実技4教科の評定は、実技テストや作品の出来だけで決まるわけではありません。中学校の学習評価では、「知識・技能」「思考・判断・表現」「主体的に学習に取り組む態度」の3つの観点を踏まえて評価がおこなわれます。
そのため、実技が得意でない場合でも、筆記テストや課題、制作物などを通じて、必要な知識や技能を身に付けていることを示すことが重要です。また、提出物や振り返りなども、学習への取り組みを評価するための資料となる場合があります。実技の得意・不得意だけで評定を判断せず、それぞれの教科でどのような学習が求められているのかを確認しましょう。
実技4教科では、定期テストだけでなく、実技や制作、授業内の課題などを通じて学習状況が評価されます。ワークシートやレポート、作品など、学校や教科によってさまざまな課題が出されるため、期限を守って取り組むことが大切です。
また、授業中に学んだ内容を理解し、実技や制作の課題に継続して取り組むことも重要です。苦手意識を持たずに、筆記・実技・制作など、それぞれの教科で求められる学習に取り組むことで、必要な知識や技能を身に付けやすくなります。
実技4教科の定期テストでは、教科書の内容に加え、授業で扱ったプリントや資料、実技や制作に関連する内容が出題範囲に含まれることがあります。そのため、市販教材だけに頼らず、授業ノートや配布資料もあわせて復習することが重要です。
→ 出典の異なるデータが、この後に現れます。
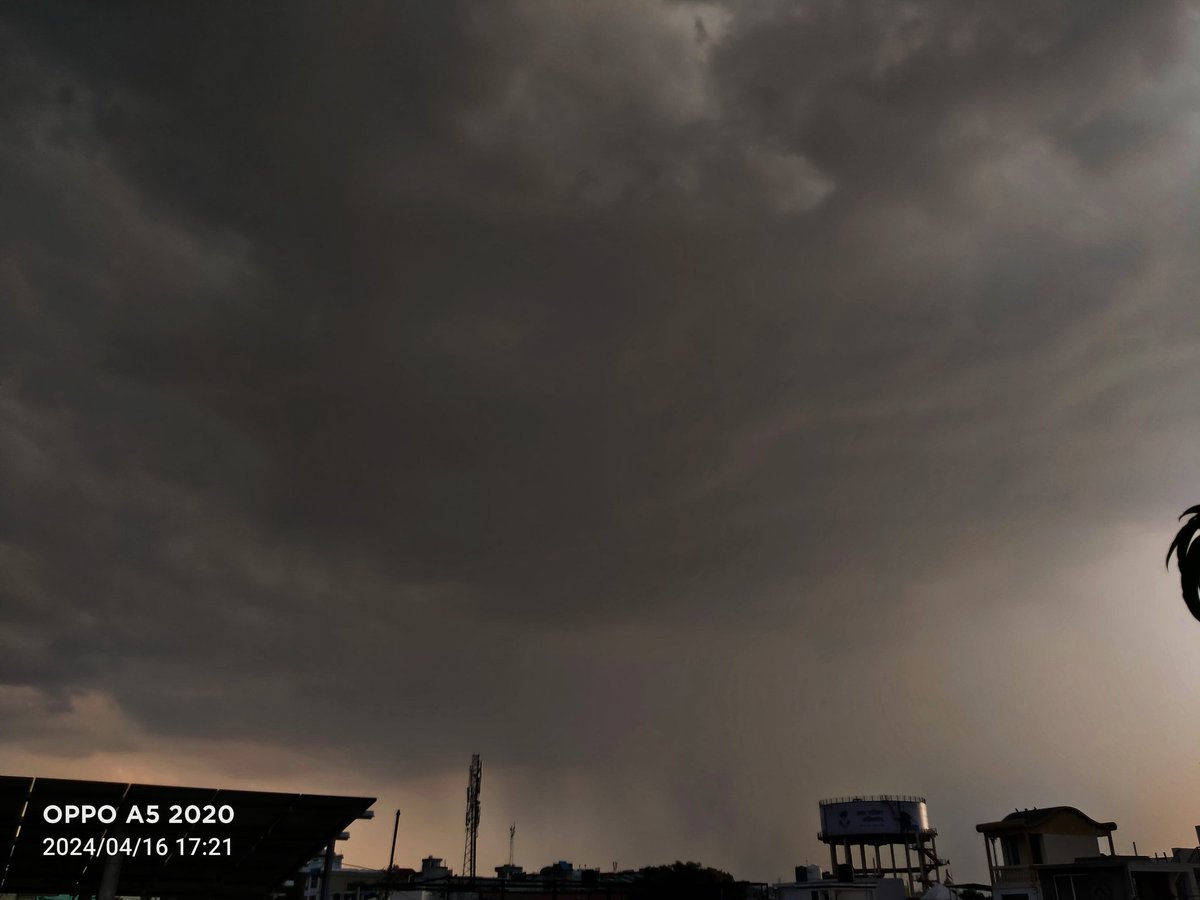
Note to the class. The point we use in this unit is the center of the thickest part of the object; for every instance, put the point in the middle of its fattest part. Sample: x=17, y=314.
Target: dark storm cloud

音楽の作曲家や楽譜に関する知識、美術の技法や表現方法、保健体育の健康や運動に関する内容、技術・家庭の生活や技術に関する知識など、教科によって学ぶ内容は異なります。用語や知識を問う問題だけでなく、資料を読み取ったり、学んだ内容をもとに考えたりする問題が出題される場合もあるため、単純な暗記だけに偏らない学習を心がけましょう。
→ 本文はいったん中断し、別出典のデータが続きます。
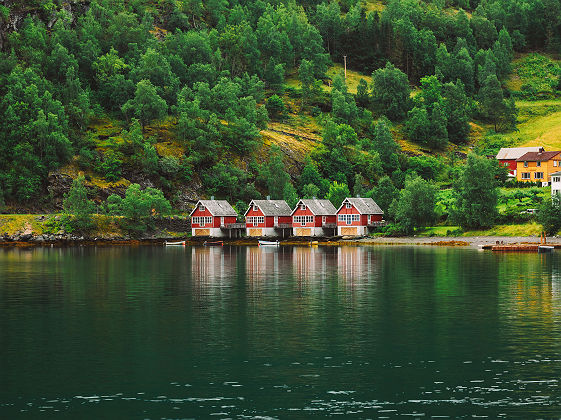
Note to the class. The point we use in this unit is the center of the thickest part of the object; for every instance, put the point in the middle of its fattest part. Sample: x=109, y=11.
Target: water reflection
x=279, y=332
実技4教科では、学校によって使用する教材や授業で扱う内容、定期テストの出題範囲などが異なる場合があります。そのため、一般的な問題集を使うだけでなく、自分の学校で配布された資料や授業ノートを確認し、実際に学習した内容に合わせて対策することが大切です。
塾を活用する場合も、学校の定期テストの範囲や学習状況を踏まえて学習計画を立てられるかを確認するとよいでしょう。5教科だけでなく実技4教科についても計画的に学習時間を確保することで、9教科全体の評定を意識した対策につなげやすくなります。
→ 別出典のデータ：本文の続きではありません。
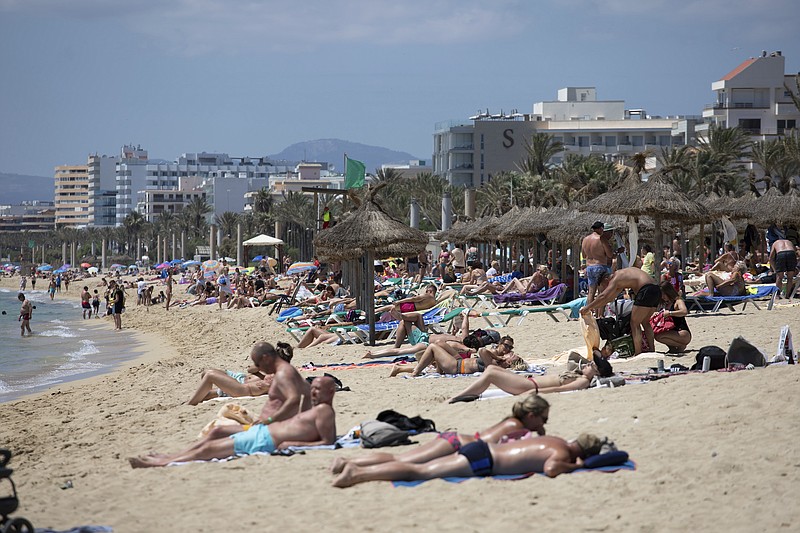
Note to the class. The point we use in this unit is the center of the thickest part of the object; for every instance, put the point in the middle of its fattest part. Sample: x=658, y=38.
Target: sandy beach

神奈川県の公立高校入試で用いられる調査書の評定には、主要5教科だけでなく、音楽・美術・保健体育・技術・家庭の実技4教科も含まれます。実技4教科の評定は実技の得意・不得意だけで決まるわけではないため、筆記テストや課題、制作物など、それぞれの教科で求められる学習に継続して取り組むことが大切です。5教科と実技4教科をバランスよく学習し、9教科全体の評定を意識した対策を進めましょう。